Research Paper Volume 16, Issue 9 pp 8070—8085

KLF4 inhibited the senescence-associated secretory phenotype in ox-LDL-treated endothelial cells via PDGFRA/NAMPT/mitochondrial ROS

Haoran Ding1, *, , Jing Tong1, *, , Hao Lin1, , Fan Ping1, , Tongqing Yao1, , Zi Ye1, , Jiapeng Chu1, , Deqiang Yuan1, , Kangwei Wang1, , Xuebo Liu1, , Fei Chen1, ,

  • 1 Department of Cardiology, Shanghai Tongji Hospital, School of Medicine, Tongji University, Shanghai 200092, China
* Equal contribution

Received: September 25, 2023       Accepted: April 4, 2024       Published: May 8, 2024      

https://doi.org/10.18632/aging.205805
How to Cite

Copyright: © 2024 Ding et al. This is an open access article distributed under the terms of the Creative Commons Attribution License (CC BY 4.0), which permits unrestricted use, distribution, and reproduction in any medium, provided the original author and source are credited.

Abstract

Background: Inflammation is one of the significant consequences of ox-LDL-induced endothelial cell (EC) dysfunction. The senescence-associated secretory phenotype (SASP) is a critical source of inflammation factors. However, the molecular mechanism by which the SASP is regulated in ECs under ox-LDL conditions remains unknown.
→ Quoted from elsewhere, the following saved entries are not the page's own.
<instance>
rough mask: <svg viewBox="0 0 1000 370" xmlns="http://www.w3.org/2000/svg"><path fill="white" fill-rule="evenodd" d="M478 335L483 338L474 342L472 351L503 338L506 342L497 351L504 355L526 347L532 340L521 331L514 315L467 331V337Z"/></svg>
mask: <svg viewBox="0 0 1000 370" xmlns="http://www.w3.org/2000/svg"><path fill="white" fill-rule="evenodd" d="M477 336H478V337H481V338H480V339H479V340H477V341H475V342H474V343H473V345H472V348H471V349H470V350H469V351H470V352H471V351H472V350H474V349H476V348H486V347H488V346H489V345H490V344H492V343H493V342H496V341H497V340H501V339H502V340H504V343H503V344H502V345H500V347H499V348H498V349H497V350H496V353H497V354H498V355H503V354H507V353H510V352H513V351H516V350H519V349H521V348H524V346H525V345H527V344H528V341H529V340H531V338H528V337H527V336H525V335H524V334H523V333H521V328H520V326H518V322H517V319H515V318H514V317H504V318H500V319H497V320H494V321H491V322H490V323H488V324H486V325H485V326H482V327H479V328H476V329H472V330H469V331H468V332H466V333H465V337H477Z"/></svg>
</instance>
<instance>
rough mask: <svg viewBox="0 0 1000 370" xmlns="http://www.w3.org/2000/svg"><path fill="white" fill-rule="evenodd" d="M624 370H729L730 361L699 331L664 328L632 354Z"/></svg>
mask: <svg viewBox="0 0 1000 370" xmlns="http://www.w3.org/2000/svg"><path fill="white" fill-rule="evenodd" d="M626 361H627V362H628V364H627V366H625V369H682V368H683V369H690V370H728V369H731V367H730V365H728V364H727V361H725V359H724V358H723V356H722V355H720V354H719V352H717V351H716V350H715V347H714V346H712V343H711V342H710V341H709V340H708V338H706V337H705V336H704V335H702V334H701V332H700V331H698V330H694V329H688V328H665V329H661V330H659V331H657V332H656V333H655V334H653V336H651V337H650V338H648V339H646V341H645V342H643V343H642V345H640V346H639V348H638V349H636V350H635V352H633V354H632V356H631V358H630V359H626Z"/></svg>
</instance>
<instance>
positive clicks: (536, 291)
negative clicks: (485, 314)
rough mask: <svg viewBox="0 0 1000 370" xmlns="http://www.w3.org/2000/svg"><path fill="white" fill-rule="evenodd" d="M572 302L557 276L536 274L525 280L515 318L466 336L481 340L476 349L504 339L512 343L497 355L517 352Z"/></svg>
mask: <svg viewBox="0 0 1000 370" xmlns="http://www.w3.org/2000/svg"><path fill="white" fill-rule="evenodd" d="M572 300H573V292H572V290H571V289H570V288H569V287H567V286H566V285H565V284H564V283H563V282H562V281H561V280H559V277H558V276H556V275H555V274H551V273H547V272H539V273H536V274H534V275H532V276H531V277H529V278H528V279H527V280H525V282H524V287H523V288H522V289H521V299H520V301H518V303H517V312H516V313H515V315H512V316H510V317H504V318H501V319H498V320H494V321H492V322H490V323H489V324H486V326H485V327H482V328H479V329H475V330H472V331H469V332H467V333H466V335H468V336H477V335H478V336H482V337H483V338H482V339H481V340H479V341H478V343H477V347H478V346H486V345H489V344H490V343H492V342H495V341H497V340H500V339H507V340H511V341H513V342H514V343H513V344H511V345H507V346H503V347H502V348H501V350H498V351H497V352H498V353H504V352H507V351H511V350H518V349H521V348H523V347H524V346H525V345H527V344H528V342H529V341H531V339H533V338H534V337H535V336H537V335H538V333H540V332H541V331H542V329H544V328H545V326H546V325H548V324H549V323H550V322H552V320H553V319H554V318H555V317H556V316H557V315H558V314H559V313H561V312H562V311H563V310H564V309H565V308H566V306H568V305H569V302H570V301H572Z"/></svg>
Results: The level of SASP was increased in ox-LDL-treated ECs, which could be augmented by KLF4 knockdown whereas restored by KLF4 knock-in. Furthermore, we found that KLF4 directly promoted PDGFRA transcription and confirmed the central role of the NAPMT/mitochondrial ROS pathway in KLF4/PDGFRA-mediated inhibition of SASP. Animal experiments showed a higher SASP HFD-fed mice, compared with normal feed (ND)-fed mice, and the endothelium of EC-specific KLF4-/- mice exhibited a higher proportion of SA-β-gal-positive cells and lower PDGFRA/NAMPT expression.

Conclusions: Our results revealed that KLF4 inhibits the SASP of endothelial cells under ox-LDL conditions through the PDGFRA/NAMPT/mitochondrial ROS.

Methods: Ox-LDL-treated ECs and HFD-fed mice were used as endothelial senescence models in vitro and in vivo. SA-β-gal stain, detection of SAHF and the expression of inflammatory factors determined SASP and senescence of ECs. The direct interaction of KLF4 and PDGFRA promotor was analyzed by EMSA and fluorescent dual luciferase reporting analysis.

Abbreviations

KLF4: Krüppel-like factor 4; ox-LDL: Oxidized low density lipoprotein; PDGFRA: Platelet-derived growth factor receptor α; NAMPT: Nicotinamide phosphoribosyltransferase; ROS: Reactive oxygen species; SASP: Senescence-associated secretory phenotype; SA-β-gal: Senescence-associated β-galactosidase; SAHF: Senescence-associated heterochromatin aggregation; EC: Endothelial cell; IL-1: Interleukin 1; ICAM-1: Intracellular adhesion molecule 1; TNF-α: Tumor necrosis factor; MCP-1: Monocyte chemoattractant protein 1; TAD: Transactivation domain; MitoROS: Mitochondrial reactive oxygen species; NIH: National Institutes of Health; Adv: Adenoviruses; sh-RNA: Short hairpin RNA; HUVEC: Human umbilical vein endothelial cell; ECM: Endothelial cell media; IL-1β: Interleukin 1 beta; IL-6: Interleukin 6; IL-18: Interleukin 18; MMP9: Matrix metallopeptidase 9; TGF-β: Transforming growth factor beta 1; CXCR-2: C-X-C motif chemokine receptor 2; SDS-PAGE: Sodium dodecyl sulfate polyacrylamide gel electrophoresis; HRP: Horseradish peroxidase; EMSA: Electrophoretic mobility shift assay.